What choice did she have? Her dear sweet David, the love of her life, the man who’d asked her to marry him despite her reputation as a hand-­me-­down from the football team, had flatly refused to sign the papers to get a second mortgage on their home. Selling it was out of the question. He refused to die and leave her in debt, and she refused to accept that he couldn’t be saved. All they needed was a final fifty thousand dollars beyond the money Hester had already given them when she stripped her and David’s retirement savings accounts and cleaned out their regular savings. She would have sold one of her kidneys to help him. Or, she would do what she did: risk spending the rest of her life in prison.

The treatments they’d been assured would save his life gave him less than a year. A horrific year. She’d finally accepted that the footbaths to remove toxins were a sham. The constant colonic irrigations perforated his bowel. The bizarre diet of vegetables and raw liver left him in a constant state of nausea. The mysterious mixture of chemicals fed into his veins, touted as being an alternate, supposedly gentler form of chemotherapy left him so weak he needed help getting from the bed to a wheelchair. And still the tumors grew and spread.

David begged her to let him go home so he could die in peace. Hester begged him to try a little longer—­a day, a week, and finally a month. For her. She couldn’t bear the thought of living without him.

He gave in and continued the treatments. And died a terrible death with nothing peaceful or gentle about it. The doctor said it was David’s fault. Cures only happened when the patient had faith in the treatment, and David had stopped believing.
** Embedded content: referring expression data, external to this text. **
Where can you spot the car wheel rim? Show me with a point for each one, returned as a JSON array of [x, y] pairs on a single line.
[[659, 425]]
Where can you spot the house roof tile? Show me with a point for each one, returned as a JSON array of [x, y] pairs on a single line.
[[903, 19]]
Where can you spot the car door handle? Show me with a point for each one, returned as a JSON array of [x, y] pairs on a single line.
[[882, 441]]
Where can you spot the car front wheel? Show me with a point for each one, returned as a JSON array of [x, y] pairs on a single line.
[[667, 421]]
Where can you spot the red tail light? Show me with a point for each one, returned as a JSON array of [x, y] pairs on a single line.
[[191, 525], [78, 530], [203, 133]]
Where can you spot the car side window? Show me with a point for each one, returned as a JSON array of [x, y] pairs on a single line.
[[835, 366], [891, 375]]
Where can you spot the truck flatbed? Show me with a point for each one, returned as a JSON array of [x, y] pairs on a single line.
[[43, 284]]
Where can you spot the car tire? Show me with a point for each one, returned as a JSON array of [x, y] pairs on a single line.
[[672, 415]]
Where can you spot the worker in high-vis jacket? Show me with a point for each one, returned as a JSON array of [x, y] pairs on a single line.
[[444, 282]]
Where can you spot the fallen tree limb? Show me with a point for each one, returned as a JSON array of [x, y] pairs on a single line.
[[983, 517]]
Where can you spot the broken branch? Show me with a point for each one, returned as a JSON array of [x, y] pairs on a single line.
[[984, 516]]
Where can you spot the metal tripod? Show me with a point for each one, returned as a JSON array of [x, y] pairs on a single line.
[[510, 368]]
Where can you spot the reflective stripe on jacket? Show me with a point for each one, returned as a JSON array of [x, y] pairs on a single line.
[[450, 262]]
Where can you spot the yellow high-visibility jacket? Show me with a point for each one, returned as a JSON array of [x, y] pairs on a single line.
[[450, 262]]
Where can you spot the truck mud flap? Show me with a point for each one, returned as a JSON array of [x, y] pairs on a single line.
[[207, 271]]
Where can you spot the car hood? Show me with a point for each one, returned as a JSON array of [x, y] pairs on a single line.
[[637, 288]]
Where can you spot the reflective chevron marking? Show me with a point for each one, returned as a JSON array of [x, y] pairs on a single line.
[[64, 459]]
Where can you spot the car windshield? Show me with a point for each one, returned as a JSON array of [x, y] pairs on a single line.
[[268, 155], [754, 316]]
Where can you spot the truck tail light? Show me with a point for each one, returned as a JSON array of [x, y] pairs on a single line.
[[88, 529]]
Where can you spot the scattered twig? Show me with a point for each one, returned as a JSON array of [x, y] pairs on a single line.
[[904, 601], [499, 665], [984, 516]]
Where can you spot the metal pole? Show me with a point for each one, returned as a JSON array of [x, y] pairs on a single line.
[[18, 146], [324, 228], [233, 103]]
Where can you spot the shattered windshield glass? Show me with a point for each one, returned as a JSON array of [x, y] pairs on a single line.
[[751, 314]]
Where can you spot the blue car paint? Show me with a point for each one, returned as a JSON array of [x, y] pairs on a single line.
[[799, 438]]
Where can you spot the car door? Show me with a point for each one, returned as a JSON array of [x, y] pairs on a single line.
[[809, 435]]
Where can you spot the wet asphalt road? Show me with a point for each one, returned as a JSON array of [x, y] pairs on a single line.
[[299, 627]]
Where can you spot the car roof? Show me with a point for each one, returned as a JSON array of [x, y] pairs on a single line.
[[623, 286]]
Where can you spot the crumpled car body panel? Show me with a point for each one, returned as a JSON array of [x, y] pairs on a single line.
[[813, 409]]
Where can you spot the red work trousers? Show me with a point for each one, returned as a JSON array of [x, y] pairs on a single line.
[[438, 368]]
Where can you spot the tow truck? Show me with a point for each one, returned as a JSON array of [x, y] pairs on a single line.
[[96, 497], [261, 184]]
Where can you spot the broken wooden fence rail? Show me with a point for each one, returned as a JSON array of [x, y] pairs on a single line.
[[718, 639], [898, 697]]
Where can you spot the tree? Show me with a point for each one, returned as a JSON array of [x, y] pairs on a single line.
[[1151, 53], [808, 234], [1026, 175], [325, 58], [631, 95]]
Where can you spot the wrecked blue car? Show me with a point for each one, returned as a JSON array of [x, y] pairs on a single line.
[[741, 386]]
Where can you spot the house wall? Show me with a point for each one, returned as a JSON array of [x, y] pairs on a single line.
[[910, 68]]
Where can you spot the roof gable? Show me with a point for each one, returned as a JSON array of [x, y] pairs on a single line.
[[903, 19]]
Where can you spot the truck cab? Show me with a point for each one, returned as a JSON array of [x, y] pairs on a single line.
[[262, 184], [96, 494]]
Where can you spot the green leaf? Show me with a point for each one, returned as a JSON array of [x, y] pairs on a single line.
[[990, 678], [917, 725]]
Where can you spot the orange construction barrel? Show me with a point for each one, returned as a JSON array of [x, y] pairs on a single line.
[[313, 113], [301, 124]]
Hester was numb for months and then woke up. First she dealt with simple anger. Within a month the anger turned to fury. She filed a complaint with the Medical Board of California and followed it through the investigative process. She’d spent the entire past week, when she should have been at work preparing for the new bookkeeper, at the agency’s district office attending hearings.

Feeling confident she’d done what she could to guarantee no one else would be scammed by the doctor or his clinic, she turned to the debt she owed Peter and Katherine. She was counting on Michael to help her. He would be kind because it was his nature. And he would do what had to be done because that was his nature, too.

She’d picked up the check for the sale of her house at the title company the day before. There was enough to cover what she’d taken, plus interest. It was the part where she had to admit what she’d done, where she had to look Michael in the eye and see the disappointment that would haunt her the rest of her life that she feared the most.

She’d planned it this way. It was cowardly, but she simply couldn’t face Peter and Katherine. Not now. Maybe later when their disappointment had developed a protective shell of anger. They’d always treated her like family.

And this was how she’d thanked them.